A method and system for tracking and processing errors in a distributed computer system. As an application encounters an error, a centralized system intercepts and assumes the processing of that error event. The central error processing may be used with a distributed network connecting the applications running on various user computers. Upon receipt of an error message from an application (22), the system creates an informative error package (30), propagates appropriate error alert to relevant subsystems (34), and attempts to resolve the error. The error may be resolved in various ways. For example, the system may select and dispatch appropriate help information to the user (32); or the system may locate an alternative resource to substitute for the failed resource (38). The system may prioritize errors when there is more than one error still unresolved at any given time (36).

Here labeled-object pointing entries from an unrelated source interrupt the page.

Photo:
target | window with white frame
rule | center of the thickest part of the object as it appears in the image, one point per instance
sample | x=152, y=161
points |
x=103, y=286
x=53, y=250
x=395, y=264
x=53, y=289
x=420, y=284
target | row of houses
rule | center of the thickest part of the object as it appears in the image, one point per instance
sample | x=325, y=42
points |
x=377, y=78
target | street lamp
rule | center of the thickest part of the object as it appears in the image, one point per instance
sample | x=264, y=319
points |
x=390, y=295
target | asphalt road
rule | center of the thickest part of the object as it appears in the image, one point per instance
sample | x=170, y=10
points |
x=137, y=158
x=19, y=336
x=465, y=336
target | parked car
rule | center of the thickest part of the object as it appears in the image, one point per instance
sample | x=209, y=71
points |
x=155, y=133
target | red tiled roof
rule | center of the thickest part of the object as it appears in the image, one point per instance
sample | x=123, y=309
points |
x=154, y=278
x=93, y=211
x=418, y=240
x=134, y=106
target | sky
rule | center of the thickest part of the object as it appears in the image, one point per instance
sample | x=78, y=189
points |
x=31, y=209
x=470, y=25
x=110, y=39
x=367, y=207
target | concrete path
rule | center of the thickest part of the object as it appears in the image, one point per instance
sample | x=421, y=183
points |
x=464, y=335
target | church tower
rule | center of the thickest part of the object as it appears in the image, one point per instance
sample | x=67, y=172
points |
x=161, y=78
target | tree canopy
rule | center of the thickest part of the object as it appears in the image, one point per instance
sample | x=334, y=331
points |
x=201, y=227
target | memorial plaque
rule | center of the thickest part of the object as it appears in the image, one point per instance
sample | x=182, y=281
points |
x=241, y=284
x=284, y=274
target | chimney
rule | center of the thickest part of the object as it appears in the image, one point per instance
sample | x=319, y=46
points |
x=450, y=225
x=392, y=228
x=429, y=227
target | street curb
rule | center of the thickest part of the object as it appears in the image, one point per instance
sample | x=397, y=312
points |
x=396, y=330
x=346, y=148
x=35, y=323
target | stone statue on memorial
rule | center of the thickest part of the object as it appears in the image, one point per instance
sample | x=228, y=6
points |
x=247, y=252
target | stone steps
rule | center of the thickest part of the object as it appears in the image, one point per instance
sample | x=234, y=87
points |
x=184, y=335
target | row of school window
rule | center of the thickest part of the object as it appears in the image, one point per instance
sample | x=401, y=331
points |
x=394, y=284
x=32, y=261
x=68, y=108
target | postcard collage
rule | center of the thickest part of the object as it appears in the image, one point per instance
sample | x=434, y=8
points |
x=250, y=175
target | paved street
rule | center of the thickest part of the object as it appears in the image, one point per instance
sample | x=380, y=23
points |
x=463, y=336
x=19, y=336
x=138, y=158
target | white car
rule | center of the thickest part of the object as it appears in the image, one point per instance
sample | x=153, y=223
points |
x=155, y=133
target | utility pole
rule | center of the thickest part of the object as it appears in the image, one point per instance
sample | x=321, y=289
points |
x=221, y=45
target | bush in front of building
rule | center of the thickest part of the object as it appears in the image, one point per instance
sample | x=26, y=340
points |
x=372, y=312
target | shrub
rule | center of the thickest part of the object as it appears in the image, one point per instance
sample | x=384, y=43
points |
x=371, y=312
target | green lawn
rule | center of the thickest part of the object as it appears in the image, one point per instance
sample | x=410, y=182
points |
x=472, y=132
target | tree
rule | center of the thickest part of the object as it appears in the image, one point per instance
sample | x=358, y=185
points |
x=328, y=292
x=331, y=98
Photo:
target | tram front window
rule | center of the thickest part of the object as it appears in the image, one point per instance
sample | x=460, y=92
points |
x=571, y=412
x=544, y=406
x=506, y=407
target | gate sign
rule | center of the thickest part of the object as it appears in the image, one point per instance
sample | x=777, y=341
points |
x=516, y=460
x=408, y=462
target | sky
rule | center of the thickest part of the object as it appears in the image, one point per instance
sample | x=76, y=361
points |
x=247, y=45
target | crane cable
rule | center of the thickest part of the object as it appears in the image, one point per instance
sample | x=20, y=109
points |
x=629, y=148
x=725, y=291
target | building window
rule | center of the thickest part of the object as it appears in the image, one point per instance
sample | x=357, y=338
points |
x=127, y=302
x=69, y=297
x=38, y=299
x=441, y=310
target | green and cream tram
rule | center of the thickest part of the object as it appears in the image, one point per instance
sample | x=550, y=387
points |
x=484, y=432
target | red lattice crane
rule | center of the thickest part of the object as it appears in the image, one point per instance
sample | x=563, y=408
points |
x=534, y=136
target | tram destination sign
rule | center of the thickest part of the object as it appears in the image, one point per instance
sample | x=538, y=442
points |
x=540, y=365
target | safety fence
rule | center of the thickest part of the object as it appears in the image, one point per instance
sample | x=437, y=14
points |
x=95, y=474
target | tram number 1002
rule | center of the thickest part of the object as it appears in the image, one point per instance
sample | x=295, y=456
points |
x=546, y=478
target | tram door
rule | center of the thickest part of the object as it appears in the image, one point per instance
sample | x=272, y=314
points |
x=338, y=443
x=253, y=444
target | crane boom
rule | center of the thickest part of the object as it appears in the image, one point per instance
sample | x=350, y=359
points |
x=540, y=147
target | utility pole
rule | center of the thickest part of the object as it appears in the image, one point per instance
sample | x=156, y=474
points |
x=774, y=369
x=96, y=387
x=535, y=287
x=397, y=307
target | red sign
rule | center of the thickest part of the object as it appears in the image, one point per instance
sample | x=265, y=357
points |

In addition, the system may filter errors that require different levels of response (40)and the system may direct errors to resources capable of assisting in resolving the error.

Description

A METHOD AND SYSTEM FOR HANDLING ERRORS IN A DISTRIBUTED COMPUTER SYSTEM
This application claims the priority of U.S. provisional patent application No. 60/131,412 filed April 28, 1999, which is incorporated herein by reference.
FIELD OF THE INVENTION The present invention relates to tracking and responding to errors in a distributed electronic system.
BACKGROUND OF THE INVENTION Application programs are typically designed to be self-contained, each having its own capacity for handling errors that may occur during the execution of the program. With the growing popularity of operating multiple programs simultaneously, much of the code for and processing of error messages in each program is redundant and therefore, inefficient. Furthermore, with the ever increasing use of the Internet, many applications operating locally use networked resources. Some applications use a central resource to provide automated help to users connected to the Internet. What is needed is a system that handles the error messaging and error processing in an efficient manner for applications executed on distributed systems. The present invention satisfies this and other needs.
SUMMARY OF THE INVENTION The present invention is a method and system for tracking and processing errors in a distributed computer system in which a centralized error processing utility handles errors generated by one or more applications. Specifically, as an application encounters an error, the present invention intercepts and assumes the processing of that error event. This global error processing is facilitated by the distributed network connecting the applications running on various user computers. Upon receipt of an error message from an application, the system creates an informative error package, propagates appropriate error alert to relevant subsystems, and attempts to resolve the error. The error may be resolved in various ways. For example, the system may select and dispatch appropriate help information to the user; or the system may locate an alternative resource to substitute for the failed resource. The system may prioritize errors when there is more than one error still unresolved at any given time. In addition, the system may filter errors that require different levels of response and the system may direct errors to resources capable of assisting in resolving the error.
BRIEF DESCRIPTION OF THE DRAWINGS Figure 1 is a block diagram showing the preferred embodiment of the present invention; and
Figure 2 is a flow chart showing the method of the preferred embodiment.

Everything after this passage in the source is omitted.